Porterhouse Steak W. Nicoise Salad
- 4 porterhouse steaks fat trimmed
- Basting sauce
- 1 tsp Dijon mustard
- 2 cloves garlic crushed
- 200 g green beans trimmed
- 200 g punnet grape tomatoes halved lengthways
- 4 eggs
- 1 Lebanese cucumber halved and sliced
- 1 baby cos lettuce washed and spun dry
- 1 tbsp each red and white wine vinegar
- 1 tbsp chives finely chopped, plus extra to serve
- Place steaks on a plate. Combine basting sauce ingredients with 1 tbsp olive oil in a small bowl and brush onto both sides of the steak.
- Preheat a BBQ to hot and cook steak for 3 minutes each side, rest and slice.

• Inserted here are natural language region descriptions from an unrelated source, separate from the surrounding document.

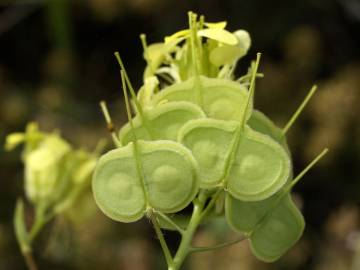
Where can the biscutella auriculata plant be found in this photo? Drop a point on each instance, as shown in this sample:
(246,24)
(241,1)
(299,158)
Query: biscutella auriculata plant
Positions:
(197,139)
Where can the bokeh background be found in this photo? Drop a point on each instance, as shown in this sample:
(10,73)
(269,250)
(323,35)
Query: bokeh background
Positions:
(56,63)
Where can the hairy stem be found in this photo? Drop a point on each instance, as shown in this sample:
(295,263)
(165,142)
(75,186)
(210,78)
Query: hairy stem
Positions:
(199,212)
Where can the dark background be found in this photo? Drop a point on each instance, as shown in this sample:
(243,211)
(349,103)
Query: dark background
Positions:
(56,63)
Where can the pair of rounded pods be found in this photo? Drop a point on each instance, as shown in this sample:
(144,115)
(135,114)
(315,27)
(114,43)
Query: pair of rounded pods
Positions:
(218,98)
(249,165)
(145,175)
(161,122)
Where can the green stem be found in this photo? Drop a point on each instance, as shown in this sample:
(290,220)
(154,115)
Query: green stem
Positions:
(40,221)
(204,249)
(163,244)
(29,259)
(171,222)
(198,214)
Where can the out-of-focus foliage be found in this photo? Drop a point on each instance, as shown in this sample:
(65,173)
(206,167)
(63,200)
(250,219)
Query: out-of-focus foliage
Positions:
(58,79)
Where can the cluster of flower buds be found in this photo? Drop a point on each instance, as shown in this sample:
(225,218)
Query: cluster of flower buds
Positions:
(196,132)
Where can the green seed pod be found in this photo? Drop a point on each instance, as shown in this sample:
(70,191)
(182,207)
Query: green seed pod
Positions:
(161,122)
(249,165)
(210,141)
(130,180)
(278,232)
(219,98)
(273,225)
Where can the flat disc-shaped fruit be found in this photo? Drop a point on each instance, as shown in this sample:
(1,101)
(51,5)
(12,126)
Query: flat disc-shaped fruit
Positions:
(278,231)
(242,216)
(259,169)
(210,141)
(117,186)
(219,98)
(249,165)
(161,175)
(161,122)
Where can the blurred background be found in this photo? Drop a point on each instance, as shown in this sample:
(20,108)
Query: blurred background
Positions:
(56,64)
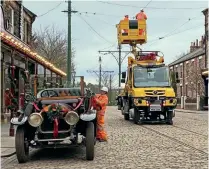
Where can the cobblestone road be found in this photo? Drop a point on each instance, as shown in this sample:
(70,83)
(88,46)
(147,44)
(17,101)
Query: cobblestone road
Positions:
(183,146)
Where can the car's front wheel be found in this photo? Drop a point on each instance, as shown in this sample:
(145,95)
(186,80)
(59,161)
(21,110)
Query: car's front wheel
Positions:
(90,141)
(21,145)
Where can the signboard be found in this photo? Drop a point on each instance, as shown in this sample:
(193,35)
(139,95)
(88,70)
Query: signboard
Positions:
(2,19)
(150,56)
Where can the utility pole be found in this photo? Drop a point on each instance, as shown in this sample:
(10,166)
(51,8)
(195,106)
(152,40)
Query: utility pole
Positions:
(119,48)
(69,48)
(100,71)
(118,59)
(205,12)
(110,91)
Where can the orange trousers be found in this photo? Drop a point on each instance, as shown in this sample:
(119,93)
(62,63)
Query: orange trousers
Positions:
(101,133)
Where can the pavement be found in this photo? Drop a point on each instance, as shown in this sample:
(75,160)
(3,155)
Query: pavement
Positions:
(184,145)
(7,142)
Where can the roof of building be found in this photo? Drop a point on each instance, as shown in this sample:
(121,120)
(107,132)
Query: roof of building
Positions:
(188,56)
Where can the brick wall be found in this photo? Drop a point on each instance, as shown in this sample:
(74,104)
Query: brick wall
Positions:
(191,81)
(7,5)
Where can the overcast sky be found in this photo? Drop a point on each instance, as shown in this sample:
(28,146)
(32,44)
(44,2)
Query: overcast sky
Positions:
(163,19)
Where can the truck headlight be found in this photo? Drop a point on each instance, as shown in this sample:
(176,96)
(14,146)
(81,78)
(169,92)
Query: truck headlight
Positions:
(139,101)
(35,119)
(71,118)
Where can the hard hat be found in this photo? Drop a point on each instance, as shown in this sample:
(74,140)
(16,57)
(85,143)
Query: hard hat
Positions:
(105,89)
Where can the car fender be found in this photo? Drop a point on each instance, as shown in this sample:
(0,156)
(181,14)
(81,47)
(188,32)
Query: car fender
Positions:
(91,115)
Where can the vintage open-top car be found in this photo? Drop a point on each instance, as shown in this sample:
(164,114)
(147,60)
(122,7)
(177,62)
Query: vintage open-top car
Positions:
(58,117)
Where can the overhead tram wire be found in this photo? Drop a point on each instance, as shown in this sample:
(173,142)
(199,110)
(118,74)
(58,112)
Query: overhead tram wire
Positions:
(121,16)
(50,10)
(156,40)
(181,25)
(95,30)
(126,5)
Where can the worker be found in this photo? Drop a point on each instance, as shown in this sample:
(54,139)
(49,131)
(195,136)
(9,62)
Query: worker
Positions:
(8,99)
(126,17)
(141,15)
(101,101)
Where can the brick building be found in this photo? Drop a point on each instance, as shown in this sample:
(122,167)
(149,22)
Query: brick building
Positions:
(191,69)
(18,59)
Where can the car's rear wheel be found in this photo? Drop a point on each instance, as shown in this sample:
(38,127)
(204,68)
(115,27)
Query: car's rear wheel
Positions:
(136,117)
(126,116)
(90,141)
(21,145)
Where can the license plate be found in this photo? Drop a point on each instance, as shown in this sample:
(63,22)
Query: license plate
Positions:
(155,107)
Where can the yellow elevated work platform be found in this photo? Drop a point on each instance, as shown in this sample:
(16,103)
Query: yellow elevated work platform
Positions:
(132,32)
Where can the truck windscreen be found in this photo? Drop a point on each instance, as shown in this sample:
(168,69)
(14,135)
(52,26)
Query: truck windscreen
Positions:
(151,77)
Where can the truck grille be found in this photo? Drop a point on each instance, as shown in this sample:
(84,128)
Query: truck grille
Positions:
(48,126)
(155,92)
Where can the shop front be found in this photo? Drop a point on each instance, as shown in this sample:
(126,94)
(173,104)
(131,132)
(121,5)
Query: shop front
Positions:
(205,78)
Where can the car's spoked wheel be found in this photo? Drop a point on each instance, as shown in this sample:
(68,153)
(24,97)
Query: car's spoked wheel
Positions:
(169,118)
(21,145)
(136,117)
(90,141)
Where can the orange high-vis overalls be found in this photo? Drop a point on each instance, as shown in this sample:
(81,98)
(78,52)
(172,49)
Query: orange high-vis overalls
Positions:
(141,16)
(102,101)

- Place green beans in a medium bowl and pour over boiling water, allow to sit for 3-4 minutes until cooked but still a little crisp, then drain and refresh in iced water.
- Place eggs in a small saucepan and cover with cold water, bring to the boil then lower heat and simmer for 6-8 minutes. Drain and cover with cold water. Peel and quarter.
- Combine vinaigrette. Assemble salad ingredients. Top with beef and eggs. Pour over vinaigrette.
Vinaigrette, salad and eggs can be prepared ahead of time. You can leave the anchovies out of the basting sauce if you prefer. Try with scotch fillet or rump steak.